Cette femme aussi humble que courageuse n’a pas manqué d’opportunité de devenir ministre. A plusieurs reprises elle a toujours refusé d’accéder aux postes politiques qui seraient un obstacle de lutter contre les violences faites aux femmes et aux enfants. Aujourd’hui elle est satisfaite du résultat. Plusieurs associations des femmes ont vu le jour sur toutes l’étendu du pays, parmi elles les associations des femmes entrepreneures, plus de femmes ont accéder aux postes de prises de décision même si leur nombre reste insuffisant.
« Il y a dix ans les femmes voyageaient que dans le cadre familial, mais aujourd’hui nous avons beaucoup de femmes qui voyagent dans le cadre professionnel. Je me rappelle le jour où j’avais laissé mon bébé de 12 mois pour participer à une conférence internationale, ce sont les autres femmes qui me critiquaient me considérant comme irresponsable (…). Une d’entre elles m’a dit qu’un jour je trouverai mes affaires dehors en rentrant du voyage » se confie Dr Lamatim. Mère de 4 enfants elle a su concilier sa carrière professionnelle et ses obligations de femmes au foyer.
Il faut noter que depuis l’existence de l’Association des femmes juristes au Tchad, plus de femmes sortent du silence et dénoncent de plus en plus les violences subies. C’est grâce à vulgarisation des conventions internationales que le Tchad a ratifié, la formation et l’assistance juridique que les femmes bénéficient de la part de l’Organisation.
Le plaidoyer des femmes juristes auprès du gouvernement a fait évoluer les textes qui protègent les femmes et les enfants.
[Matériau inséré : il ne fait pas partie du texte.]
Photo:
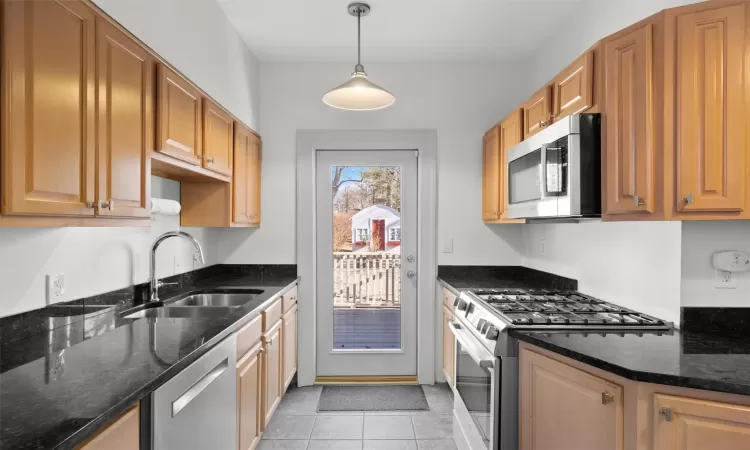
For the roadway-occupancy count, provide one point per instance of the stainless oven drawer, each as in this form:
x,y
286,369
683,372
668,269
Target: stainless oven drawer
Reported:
x,y
197,408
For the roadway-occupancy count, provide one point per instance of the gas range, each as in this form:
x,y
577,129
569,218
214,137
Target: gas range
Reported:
x,y
489,311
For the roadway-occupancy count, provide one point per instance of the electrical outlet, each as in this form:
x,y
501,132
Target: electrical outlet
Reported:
x,y
55,287
724,279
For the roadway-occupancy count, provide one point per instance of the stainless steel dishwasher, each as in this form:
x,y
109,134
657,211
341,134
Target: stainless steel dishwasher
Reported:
x,y
197,409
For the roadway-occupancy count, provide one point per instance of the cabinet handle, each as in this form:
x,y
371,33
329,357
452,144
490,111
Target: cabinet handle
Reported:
x,y
667,413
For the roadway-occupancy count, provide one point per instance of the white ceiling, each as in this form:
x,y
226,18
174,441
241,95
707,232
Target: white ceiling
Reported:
x,y
397,30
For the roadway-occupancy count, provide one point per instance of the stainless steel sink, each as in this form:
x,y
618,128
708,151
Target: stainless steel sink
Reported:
x,y
225,300
177,313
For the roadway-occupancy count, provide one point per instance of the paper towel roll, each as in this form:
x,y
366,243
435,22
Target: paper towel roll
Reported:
x,y
165,207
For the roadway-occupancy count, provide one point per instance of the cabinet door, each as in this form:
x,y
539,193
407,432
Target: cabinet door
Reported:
x,y
122,434
48,134
272,370
563,408
630,154
449,347
711,116
178,117
217,138
689,424
126,140
537,112
573,88
491,183
249,407
290,346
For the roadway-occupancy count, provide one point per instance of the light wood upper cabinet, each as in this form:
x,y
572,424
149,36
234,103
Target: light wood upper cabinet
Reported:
x,y
573,88
122,434
449,348
217,138
629,154
690,424
48,130
537,112
179,117
246,178
272,371
126,124
289,327
563,408
249,405
711,96
491,182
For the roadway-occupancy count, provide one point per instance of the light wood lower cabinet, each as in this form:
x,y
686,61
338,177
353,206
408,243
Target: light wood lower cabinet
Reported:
x,y
122,434
563,408
289,327
272,370
249,405
691,424
449,348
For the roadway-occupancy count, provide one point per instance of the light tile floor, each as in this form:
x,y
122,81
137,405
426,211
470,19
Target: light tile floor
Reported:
x,y
298,426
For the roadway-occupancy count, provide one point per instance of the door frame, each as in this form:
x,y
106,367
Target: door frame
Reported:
x,y
425,143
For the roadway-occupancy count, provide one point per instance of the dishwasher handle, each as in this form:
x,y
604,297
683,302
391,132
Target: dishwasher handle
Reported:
x,y
195,390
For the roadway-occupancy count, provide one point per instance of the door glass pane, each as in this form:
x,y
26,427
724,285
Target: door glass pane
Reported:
x,y
366,258
524,175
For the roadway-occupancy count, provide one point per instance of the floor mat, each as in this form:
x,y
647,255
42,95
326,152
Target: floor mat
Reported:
x,y
372,398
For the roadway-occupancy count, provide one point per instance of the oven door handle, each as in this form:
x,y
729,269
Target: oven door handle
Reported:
x,y
480,356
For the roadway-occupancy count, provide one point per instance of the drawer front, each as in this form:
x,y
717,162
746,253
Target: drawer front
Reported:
x,y
289,299
271,315
448,298
248,336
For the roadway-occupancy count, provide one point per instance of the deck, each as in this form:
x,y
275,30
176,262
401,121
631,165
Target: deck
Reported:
x,y
357,328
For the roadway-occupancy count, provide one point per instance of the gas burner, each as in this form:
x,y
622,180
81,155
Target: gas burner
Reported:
x,y
531,308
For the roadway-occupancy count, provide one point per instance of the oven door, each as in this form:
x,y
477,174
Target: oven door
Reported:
x,y
476,402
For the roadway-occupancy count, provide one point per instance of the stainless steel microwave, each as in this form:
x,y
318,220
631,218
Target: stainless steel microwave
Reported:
x,y
557,172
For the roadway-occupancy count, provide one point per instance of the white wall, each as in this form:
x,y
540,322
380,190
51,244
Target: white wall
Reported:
x,y
593,20
633,264
196,37
94,260
699,241
460,101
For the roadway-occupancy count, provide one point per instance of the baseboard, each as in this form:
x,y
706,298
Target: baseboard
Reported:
x,y
406,379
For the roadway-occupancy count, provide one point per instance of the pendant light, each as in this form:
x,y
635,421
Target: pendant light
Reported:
x,y
359,93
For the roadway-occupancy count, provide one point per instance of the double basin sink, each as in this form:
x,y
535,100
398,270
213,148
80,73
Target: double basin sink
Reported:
x,y
206,303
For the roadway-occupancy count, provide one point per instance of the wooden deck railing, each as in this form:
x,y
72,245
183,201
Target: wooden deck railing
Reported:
x,y
366,280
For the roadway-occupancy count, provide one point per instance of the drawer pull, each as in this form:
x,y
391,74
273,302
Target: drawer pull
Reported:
x,y
195,390
667,413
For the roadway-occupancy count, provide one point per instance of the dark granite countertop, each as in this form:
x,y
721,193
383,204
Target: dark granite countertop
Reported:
x,y
59,388
684,359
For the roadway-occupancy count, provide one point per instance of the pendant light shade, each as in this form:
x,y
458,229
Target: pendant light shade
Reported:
x,y
359,93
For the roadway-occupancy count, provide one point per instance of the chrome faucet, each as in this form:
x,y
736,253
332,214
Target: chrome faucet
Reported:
x,y
155,284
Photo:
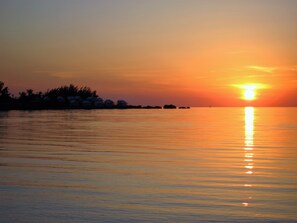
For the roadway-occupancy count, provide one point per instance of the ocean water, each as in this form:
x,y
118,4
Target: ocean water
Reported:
x,y
197,165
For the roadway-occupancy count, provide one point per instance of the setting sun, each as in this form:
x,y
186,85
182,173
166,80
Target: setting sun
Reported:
x,y
249,91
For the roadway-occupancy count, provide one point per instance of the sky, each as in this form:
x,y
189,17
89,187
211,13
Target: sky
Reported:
x,y
185,52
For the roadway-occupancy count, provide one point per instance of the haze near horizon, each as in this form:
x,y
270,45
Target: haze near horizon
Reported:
x,y
190,52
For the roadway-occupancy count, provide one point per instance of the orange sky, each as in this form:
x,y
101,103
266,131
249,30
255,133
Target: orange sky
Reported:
x,y
186,52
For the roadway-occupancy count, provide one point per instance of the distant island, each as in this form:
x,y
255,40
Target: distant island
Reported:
x,y
65,97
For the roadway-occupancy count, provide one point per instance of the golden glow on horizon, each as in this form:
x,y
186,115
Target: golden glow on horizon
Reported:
x,y
249,91
249,145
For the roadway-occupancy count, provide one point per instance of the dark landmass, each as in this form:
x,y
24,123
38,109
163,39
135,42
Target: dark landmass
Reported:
x,y
65,97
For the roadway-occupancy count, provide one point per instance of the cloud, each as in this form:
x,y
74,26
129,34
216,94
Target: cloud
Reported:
x,y
262,68
266,69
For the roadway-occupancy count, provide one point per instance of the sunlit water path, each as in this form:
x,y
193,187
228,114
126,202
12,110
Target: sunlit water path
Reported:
x,y
197,165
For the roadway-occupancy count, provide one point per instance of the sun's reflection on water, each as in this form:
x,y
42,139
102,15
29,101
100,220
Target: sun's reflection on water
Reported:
x,y
249,147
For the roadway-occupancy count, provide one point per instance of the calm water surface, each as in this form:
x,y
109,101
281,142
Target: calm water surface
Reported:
x,y
197,165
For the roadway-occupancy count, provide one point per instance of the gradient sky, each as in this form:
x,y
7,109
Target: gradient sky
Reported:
x,y
186,52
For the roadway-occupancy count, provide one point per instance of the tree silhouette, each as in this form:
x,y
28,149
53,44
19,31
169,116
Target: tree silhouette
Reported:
x,y
4,92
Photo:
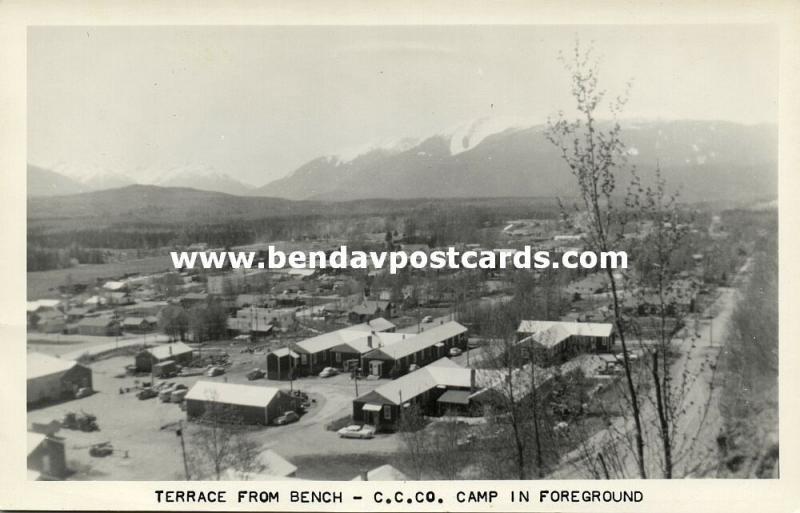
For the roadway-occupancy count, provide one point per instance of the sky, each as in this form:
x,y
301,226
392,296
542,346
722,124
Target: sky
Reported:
x,y
258,102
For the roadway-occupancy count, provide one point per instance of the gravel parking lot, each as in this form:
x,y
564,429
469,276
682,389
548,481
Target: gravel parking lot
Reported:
x,y
143,432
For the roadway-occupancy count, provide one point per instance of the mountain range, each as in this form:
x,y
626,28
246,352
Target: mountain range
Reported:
x,y
489,157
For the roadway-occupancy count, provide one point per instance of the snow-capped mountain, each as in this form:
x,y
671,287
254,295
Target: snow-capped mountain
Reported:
x,y
497,157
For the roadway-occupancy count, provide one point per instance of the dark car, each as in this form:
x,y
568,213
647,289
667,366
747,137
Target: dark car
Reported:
x,y
101,450
146,393
255,374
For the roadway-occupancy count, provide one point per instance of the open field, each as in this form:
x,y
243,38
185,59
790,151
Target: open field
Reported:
x,y
44,284
145,430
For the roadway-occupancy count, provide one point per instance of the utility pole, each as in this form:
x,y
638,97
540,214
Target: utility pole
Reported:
x,y
183,450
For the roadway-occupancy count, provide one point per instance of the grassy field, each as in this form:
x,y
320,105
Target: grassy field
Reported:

La preuve est le projet du code de la famille qui est sur le point d’être adopté malgré plusieurs tentatives de blocages de la part des chefs traditionnels et religieux. Aujourd’hui la loi sur la santé de la reproduction a vu le jour avec la condensation des mutilations génitales faites aux filles. Selon Dr Lamatim c’est en application que ça traîne, la loi n’est pas encore complétée par les mesures sur le terrain. A la campagne, l’accès à l’information reste un problème majeur.